Additionally, GARP violations can be measured using an index, for
example, Afriat's Critical Cost Efficiency Index (CCEI). CCEI is a
number between value of 0 and 1, wherein a value of 1 indicates
that the data satisfy GARP perfectly. There is no natural threshold
for determining whether subjects are close enough to satisfying
GARP that they can be considered utility maximizers. FIG. 2B shows
how one budget constraint must be adjusted in order to remove all
violations of GARP for two portfolios or for two endowment
combinations x.sub.1 and x.sub.2, depending upon embodiment.
Particularly, FIG. 2B shows that GARP violations are removed when
the budget constraints are shifted through x.sub.2. The CCEI is
proportional to the magnitude of this adjustment and quantifies the
degree of consistency (i.e., confidence intervals). The foregoing
analyses can quantify the consistency of individual choices and
make more precise measures of a user's attitudes toward risk and
time. These measures of consistency and attitudes can also be
related to observable characteristics and behaviors, thereby
improving the overall financial advising process.

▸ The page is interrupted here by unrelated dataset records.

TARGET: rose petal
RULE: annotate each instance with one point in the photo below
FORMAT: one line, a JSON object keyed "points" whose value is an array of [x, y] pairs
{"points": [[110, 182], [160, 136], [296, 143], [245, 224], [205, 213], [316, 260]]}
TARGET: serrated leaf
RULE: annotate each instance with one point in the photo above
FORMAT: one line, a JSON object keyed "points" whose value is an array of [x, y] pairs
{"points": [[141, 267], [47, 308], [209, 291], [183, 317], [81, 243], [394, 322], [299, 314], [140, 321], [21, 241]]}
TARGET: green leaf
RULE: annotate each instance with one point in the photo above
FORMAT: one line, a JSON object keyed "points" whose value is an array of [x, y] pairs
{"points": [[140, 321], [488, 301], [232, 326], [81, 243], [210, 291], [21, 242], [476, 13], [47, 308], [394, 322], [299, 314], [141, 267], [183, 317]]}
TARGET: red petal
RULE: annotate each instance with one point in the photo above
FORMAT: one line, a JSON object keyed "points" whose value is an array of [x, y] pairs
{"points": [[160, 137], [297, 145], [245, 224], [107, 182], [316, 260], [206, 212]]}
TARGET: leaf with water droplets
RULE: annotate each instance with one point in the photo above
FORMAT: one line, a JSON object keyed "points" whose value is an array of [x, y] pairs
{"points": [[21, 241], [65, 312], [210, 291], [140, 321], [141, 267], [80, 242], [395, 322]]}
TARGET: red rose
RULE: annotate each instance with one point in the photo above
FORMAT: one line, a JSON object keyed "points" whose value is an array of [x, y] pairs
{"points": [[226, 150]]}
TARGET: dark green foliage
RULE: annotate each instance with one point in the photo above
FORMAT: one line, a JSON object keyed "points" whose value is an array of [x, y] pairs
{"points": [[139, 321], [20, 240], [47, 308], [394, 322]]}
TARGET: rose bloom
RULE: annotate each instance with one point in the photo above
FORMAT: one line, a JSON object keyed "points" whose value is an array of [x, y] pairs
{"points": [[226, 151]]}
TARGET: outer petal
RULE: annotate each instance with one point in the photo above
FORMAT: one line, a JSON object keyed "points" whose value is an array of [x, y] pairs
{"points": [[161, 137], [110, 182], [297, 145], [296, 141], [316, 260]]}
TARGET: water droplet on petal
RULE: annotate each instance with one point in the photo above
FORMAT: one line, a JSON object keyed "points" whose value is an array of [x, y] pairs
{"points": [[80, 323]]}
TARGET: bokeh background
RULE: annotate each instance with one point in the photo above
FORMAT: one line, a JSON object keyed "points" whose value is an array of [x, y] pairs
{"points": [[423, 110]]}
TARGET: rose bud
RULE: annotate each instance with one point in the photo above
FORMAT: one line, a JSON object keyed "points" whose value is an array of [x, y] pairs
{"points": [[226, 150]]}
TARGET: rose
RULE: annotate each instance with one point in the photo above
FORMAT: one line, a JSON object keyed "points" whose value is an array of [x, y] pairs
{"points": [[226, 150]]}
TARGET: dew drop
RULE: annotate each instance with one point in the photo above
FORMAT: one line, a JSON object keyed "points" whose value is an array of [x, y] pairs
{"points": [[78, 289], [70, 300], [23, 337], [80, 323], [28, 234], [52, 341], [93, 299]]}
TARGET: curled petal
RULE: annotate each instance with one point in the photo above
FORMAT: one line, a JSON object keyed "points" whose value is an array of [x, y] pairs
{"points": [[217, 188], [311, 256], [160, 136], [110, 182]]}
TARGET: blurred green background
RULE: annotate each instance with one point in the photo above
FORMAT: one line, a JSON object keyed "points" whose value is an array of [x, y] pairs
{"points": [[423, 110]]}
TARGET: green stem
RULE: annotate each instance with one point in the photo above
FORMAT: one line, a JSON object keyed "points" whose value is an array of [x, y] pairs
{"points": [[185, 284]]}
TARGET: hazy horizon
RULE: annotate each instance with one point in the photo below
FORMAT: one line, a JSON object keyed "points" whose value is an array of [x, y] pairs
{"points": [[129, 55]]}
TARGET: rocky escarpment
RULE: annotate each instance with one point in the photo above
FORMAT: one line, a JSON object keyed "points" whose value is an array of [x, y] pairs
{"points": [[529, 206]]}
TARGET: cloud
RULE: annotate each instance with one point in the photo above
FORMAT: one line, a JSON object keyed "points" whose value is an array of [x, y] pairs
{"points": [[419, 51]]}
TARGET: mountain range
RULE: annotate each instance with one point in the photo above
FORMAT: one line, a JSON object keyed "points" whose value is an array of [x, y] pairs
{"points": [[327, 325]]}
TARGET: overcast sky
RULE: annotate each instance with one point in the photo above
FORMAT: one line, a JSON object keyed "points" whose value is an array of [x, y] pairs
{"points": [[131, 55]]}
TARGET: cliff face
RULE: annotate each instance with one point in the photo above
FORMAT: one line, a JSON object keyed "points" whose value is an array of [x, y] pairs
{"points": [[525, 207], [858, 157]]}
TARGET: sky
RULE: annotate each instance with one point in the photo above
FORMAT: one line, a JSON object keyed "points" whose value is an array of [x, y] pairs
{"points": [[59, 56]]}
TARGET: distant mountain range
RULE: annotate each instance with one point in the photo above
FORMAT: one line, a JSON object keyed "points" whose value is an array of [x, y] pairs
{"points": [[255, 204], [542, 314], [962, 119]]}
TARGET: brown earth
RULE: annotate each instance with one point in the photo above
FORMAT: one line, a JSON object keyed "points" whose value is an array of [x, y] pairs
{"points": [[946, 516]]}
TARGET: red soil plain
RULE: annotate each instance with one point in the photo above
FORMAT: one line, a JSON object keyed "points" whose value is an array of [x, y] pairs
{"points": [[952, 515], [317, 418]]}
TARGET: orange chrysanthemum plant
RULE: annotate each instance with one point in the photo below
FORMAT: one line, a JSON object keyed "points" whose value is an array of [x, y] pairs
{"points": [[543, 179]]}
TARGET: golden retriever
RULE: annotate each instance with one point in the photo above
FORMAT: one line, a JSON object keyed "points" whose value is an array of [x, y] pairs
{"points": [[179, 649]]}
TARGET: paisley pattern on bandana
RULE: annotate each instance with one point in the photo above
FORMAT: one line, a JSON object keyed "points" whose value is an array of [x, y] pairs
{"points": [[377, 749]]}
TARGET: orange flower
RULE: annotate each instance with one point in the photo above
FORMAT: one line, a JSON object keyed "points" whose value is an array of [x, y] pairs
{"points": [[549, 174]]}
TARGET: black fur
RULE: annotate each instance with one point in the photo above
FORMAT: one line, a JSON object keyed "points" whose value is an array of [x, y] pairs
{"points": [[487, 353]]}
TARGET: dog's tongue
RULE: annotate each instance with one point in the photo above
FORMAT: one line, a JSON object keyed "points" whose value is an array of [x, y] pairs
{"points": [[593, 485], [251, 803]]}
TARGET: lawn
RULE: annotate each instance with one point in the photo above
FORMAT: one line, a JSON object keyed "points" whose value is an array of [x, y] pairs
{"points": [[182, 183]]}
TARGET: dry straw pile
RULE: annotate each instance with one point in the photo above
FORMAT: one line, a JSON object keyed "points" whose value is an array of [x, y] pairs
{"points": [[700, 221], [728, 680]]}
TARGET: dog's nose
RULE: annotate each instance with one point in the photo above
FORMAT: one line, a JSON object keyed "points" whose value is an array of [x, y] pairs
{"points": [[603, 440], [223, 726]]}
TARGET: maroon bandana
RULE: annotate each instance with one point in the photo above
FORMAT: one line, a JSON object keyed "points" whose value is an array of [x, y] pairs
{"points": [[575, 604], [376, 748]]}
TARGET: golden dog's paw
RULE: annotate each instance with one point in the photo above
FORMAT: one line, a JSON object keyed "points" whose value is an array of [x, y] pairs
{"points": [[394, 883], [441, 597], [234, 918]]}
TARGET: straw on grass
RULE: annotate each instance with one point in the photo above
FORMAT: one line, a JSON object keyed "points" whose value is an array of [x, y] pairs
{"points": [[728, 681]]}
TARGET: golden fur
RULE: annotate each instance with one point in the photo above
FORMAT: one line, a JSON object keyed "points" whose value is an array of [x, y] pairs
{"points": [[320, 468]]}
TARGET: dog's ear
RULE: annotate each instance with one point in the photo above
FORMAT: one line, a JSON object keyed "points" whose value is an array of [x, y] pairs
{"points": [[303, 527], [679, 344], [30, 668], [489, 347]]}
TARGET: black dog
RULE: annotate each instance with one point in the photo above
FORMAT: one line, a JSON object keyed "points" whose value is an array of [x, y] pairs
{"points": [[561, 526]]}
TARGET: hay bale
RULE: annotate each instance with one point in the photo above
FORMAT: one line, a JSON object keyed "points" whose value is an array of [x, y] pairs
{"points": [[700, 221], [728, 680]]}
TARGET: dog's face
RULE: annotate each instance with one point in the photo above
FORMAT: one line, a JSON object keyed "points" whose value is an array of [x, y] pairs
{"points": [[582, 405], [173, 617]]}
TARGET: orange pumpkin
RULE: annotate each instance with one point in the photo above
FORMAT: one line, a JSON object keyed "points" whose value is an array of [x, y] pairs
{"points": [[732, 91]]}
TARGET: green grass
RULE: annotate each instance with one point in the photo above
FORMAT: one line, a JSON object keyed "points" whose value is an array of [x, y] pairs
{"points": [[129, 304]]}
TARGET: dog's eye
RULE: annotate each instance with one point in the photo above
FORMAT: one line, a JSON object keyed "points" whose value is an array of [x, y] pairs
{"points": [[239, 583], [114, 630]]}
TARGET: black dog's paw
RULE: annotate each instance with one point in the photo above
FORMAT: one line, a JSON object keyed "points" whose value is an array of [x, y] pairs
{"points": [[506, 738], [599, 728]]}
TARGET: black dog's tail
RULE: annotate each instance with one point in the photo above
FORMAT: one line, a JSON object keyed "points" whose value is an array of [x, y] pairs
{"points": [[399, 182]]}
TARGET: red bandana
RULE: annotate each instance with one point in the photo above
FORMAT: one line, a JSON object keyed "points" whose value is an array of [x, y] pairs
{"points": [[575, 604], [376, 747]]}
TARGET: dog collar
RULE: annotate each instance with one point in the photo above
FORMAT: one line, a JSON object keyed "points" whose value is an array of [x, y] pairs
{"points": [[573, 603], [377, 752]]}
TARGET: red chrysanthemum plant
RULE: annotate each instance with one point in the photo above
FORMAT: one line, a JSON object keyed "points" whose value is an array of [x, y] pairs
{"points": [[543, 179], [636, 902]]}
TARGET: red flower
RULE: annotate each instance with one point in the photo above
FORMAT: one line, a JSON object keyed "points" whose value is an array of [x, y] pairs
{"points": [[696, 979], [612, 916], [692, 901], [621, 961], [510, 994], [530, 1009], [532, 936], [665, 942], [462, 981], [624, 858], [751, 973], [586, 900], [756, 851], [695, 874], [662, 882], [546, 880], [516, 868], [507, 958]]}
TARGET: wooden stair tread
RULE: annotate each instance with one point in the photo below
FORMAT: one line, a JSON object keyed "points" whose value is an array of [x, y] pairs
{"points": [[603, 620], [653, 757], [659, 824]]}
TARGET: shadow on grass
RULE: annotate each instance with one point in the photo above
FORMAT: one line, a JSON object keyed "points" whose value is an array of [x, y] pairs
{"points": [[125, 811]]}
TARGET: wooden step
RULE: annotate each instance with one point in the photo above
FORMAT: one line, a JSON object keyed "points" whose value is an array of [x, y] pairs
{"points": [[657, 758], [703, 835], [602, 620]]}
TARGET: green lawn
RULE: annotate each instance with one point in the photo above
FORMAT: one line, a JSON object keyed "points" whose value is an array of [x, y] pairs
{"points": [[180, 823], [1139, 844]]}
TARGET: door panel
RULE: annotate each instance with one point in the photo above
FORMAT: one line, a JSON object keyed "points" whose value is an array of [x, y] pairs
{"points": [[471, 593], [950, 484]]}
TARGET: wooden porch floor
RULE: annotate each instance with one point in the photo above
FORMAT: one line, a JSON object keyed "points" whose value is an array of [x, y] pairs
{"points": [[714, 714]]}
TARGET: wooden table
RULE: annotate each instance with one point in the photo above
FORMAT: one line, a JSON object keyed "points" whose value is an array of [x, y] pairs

[0064] As indicated in block 305, the method includes mapping risk,
loss, and ambiguity preference parameters, estimated via the
application 118 (FIG. 1), into scores or data points with
statistical confidence intervals for various use (e.g., providing
financial advice). In one embodiment, the scores range from value
of 0 to 100. There are up to three suggested scores for each
functional form of utility, of which CARA and CRRA are outlined for
a score for risk aversion, a score for loss aversion, and a score
for ambiguity aversion.
[0065] The application 118 determines which scores to use depending
on the functional form of utility (i.e., CARA, CRRA) that is used
in the estimation of preference parameters in light of the
preferred parameterization. For scoring risk and loss parameters
and risk, loss, and ambiguity parameters, the scores describe the
percentage of an individual's portfolio the individual would be
willing to trade for a double-or-nothing bet of that portfolio. In
scoring time preferences, given the two treatments for time
assessments, the score is framed in the context of the user's
willingness to wait, a personal interest or discount rate.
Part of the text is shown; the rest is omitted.